Built-in syntactic support for associative arrays was introduced in 1969 by SNOBOL4, under the name "table". TMG offered tables with string keys and integer values. MUMPS made multi-dimensional associative arrays, optionally persistent, its key data structure. SETL supported them as one possible implementation of sets and maps. Most modern scripting languages, starting with AWK and including Rexx, Perl, PHP, Tcl, JavaScript, Maple, Python, Ruby, Wolfram Language, Go, and Lua, support associative arrays as a primary container type. In many more languages, they are available as library functions without special syntax.

In Smalltalk, Objective-C, .NET, Python, REALbasic, Swift, VBA and Delphi they are called dictionaries; in Perl and Ruby they are called hashes; in C++, C#, Java, Go, Clojure, Scala, OCaml, Haskell they are called maps (see map (C++), unordered_map (C++), and ); in Common Lisp and Windows PowerShell, they are called hash tables (since both typically use this implementation); in Maple and Lua, they are called tables. In PHP and R, all arrays can be associative, except that the keys are limited to integers and strings. In JavaScript (see also JSON), all objects behave as associative arrays with string-valued keys, while the Map and WeakMap types take arbitrary objects as keys. In Lua, they are used as the primitive building block for all data structures. In Visual FoxPro, they are called Collections. The D language also supports associative arrays.

==Permanent storage==

Many programs using associative arrays will need to store that data in a more permanent form, such as a computer file. A common solution to this problem is a generalized concept known as archiving or serialization, which produces a text or binary representation of the original objects that can be written directly to a file. This is most commonly implemented in the underlying object model, like .Net or Cocoa, which includes standard functions that convert the internal data into text. The program can create a complete text representation of any group of objects by calling these methods, which are almost always already implemented in the base associative array class.
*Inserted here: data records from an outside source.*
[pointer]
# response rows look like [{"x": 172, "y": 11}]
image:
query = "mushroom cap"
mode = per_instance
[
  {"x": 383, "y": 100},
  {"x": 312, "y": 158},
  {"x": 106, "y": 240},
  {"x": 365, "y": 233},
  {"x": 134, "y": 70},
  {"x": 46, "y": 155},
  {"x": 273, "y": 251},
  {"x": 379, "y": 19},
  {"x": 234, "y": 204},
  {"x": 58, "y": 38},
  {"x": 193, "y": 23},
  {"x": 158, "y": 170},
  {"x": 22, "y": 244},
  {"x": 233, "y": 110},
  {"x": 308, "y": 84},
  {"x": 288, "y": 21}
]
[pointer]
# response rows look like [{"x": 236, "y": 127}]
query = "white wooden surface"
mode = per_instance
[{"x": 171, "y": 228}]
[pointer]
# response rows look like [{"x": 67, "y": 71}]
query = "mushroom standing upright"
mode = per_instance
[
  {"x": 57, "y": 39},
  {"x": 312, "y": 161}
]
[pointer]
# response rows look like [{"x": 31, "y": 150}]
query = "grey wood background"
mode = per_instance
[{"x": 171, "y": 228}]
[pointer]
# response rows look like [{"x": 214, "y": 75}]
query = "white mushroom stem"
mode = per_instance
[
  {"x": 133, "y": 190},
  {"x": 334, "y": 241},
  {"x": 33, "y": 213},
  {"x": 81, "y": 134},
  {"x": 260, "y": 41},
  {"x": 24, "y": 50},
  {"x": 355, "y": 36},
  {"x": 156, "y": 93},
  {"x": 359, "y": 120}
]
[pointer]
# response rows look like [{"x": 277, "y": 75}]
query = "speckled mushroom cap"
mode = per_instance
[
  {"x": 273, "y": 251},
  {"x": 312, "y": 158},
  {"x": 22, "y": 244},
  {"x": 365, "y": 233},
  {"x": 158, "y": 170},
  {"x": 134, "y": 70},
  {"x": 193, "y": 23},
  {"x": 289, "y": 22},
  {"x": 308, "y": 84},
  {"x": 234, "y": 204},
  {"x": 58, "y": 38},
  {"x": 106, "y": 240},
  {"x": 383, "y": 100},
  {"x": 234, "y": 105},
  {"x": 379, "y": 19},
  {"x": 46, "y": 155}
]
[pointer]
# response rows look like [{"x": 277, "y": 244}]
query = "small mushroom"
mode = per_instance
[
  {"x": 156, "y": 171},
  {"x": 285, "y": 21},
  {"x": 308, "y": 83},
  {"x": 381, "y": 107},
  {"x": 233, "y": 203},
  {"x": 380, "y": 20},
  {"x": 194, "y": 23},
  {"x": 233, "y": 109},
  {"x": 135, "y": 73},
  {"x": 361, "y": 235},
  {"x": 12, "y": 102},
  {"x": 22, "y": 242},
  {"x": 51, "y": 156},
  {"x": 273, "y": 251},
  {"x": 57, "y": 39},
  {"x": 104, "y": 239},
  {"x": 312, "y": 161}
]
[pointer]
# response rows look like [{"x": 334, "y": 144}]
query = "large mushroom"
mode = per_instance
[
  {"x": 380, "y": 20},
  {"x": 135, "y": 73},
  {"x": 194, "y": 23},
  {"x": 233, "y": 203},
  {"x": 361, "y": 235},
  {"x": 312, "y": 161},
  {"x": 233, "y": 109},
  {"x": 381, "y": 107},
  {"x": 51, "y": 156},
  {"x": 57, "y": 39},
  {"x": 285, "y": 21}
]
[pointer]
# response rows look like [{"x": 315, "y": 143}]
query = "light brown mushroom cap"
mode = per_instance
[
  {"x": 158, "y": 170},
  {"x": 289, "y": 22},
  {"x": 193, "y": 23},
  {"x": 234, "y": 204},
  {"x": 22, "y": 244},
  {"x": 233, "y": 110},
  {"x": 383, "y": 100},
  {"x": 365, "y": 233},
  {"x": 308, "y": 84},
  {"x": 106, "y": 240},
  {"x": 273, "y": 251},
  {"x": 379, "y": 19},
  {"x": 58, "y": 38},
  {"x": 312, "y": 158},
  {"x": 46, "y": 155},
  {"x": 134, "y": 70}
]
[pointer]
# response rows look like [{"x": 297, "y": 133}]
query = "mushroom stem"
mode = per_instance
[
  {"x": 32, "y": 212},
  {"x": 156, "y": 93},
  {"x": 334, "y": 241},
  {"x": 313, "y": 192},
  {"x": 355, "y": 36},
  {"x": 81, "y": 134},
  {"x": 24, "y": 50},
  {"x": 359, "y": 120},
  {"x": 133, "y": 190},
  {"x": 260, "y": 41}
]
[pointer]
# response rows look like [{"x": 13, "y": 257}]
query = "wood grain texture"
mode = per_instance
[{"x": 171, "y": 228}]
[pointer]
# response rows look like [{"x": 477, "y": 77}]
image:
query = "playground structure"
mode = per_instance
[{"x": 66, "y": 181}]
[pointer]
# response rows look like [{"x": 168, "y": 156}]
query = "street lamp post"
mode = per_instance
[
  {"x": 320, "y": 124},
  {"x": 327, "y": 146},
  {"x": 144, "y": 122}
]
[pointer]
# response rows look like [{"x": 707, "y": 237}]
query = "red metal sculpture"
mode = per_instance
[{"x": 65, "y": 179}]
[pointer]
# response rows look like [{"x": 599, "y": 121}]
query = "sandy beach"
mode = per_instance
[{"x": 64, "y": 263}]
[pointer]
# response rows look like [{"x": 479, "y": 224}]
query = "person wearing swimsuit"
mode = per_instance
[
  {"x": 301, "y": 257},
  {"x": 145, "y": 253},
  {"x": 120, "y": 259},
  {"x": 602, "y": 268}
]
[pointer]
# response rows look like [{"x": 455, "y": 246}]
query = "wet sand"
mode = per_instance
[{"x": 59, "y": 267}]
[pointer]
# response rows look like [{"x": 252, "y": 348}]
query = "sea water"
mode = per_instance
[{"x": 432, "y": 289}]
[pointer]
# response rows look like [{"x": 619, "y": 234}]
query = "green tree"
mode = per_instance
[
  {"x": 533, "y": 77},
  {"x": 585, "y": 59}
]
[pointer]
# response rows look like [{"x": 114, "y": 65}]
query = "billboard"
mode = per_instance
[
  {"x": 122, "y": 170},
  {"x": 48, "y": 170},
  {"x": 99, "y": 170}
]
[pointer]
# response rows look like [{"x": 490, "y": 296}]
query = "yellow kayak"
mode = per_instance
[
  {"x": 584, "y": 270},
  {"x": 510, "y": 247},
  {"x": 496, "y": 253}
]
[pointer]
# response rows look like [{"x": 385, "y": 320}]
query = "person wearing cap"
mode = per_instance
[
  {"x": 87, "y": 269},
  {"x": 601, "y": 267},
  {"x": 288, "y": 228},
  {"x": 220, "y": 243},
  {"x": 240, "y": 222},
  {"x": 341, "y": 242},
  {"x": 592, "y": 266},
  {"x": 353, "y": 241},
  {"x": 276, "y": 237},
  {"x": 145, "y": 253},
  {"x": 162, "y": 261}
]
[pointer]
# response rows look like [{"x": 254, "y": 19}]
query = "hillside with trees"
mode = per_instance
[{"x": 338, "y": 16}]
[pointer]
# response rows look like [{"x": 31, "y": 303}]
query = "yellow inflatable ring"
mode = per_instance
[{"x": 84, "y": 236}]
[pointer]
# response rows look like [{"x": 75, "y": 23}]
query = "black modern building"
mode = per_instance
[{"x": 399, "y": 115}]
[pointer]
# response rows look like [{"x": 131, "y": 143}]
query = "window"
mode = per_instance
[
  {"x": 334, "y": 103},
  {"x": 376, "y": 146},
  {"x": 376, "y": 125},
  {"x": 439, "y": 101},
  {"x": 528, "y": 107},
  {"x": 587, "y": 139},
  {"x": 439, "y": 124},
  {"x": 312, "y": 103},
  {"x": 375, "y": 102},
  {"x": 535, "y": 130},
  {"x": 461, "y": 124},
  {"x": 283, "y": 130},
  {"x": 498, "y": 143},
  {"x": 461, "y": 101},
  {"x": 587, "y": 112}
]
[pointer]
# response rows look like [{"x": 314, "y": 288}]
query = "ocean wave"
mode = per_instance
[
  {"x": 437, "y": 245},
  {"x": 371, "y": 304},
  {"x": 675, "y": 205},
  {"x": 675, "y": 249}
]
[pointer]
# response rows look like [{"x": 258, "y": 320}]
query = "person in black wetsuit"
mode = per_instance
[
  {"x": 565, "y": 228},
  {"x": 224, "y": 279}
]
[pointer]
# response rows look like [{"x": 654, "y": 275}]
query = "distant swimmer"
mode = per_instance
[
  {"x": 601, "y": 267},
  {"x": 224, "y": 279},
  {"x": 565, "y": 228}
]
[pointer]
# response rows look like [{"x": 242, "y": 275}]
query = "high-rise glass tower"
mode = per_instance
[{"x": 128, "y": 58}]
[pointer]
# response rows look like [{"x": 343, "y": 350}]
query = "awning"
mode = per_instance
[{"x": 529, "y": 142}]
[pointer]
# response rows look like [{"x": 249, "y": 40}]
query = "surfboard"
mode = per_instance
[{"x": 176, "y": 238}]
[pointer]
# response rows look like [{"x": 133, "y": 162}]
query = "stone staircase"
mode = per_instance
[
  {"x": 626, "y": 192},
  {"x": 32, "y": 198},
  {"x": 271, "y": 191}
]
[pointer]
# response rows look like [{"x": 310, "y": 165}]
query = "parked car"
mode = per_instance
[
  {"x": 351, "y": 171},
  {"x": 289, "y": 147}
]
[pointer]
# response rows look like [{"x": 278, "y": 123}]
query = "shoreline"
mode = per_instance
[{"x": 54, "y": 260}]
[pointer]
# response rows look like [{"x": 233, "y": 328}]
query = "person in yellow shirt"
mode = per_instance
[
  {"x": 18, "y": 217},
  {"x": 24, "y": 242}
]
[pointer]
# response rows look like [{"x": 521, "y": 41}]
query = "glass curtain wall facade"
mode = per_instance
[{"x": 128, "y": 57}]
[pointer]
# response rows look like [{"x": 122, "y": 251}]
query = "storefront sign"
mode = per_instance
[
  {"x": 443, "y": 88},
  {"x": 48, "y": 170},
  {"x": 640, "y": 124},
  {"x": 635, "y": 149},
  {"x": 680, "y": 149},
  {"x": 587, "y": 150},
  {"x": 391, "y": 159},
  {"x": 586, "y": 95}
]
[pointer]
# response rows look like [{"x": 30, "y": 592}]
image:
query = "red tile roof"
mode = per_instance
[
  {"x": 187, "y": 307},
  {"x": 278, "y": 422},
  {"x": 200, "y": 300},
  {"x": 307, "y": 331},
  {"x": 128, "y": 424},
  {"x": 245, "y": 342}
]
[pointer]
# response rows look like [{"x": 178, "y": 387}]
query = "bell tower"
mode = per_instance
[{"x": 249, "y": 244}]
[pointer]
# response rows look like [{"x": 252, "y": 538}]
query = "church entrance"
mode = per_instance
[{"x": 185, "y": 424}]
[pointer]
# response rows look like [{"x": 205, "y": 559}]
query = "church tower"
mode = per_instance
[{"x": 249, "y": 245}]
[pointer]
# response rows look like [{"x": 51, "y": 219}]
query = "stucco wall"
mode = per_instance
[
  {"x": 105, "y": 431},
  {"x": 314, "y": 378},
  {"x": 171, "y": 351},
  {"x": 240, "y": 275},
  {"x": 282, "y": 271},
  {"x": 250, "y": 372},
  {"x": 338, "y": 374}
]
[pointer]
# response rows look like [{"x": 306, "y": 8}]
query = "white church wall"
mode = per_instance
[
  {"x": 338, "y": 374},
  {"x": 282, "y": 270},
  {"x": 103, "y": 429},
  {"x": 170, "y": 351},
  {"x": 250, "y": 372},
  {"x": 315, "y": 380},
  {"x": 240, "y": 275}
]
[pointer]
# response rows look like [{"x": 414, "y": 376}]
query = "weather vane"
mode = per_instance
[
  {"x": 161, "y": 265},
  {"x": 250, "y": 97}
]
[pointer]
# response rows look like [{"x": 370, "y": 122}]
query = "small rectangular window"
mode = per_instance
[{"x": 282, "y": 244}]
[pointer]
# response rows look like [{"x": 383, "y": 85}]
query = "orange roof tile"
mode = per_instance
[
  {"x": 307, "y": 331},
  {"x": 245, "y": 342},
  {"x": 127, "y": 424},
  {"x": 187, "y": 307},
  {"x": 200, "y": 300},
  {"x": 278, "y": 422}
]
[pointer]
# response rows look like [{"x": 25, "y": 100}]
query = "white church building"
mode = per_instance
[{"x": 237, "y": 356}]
For programs that use very large data sets, this sort of individual file storage is not appropriate, and a database management system (DB) is required. Some DB systems natively store associative arrays by serializing the data and then storing that serialized data and the key. Individual arrays can then be loaded or saved from the database using the key to refer to them. These key–value stores have been used for many years and have a history as long as that of the more common relational database (RDBs), but a lack of standardization, among other reasons, limited their use to certain niche roles. RDBs were used for these roles in most cases, although saving objects to a RDB can be complicated, a problem known as object-relational impedance mismatch.

After approximately 2010, the need for high-performance databases suitable for cloud computing and more closely matching the internal structure of the programs using them led to a renaissance in the key–value store market. These systems can store and retrieve associative arrays in a native fashion, which can greatly improve performance in common web-related workflows.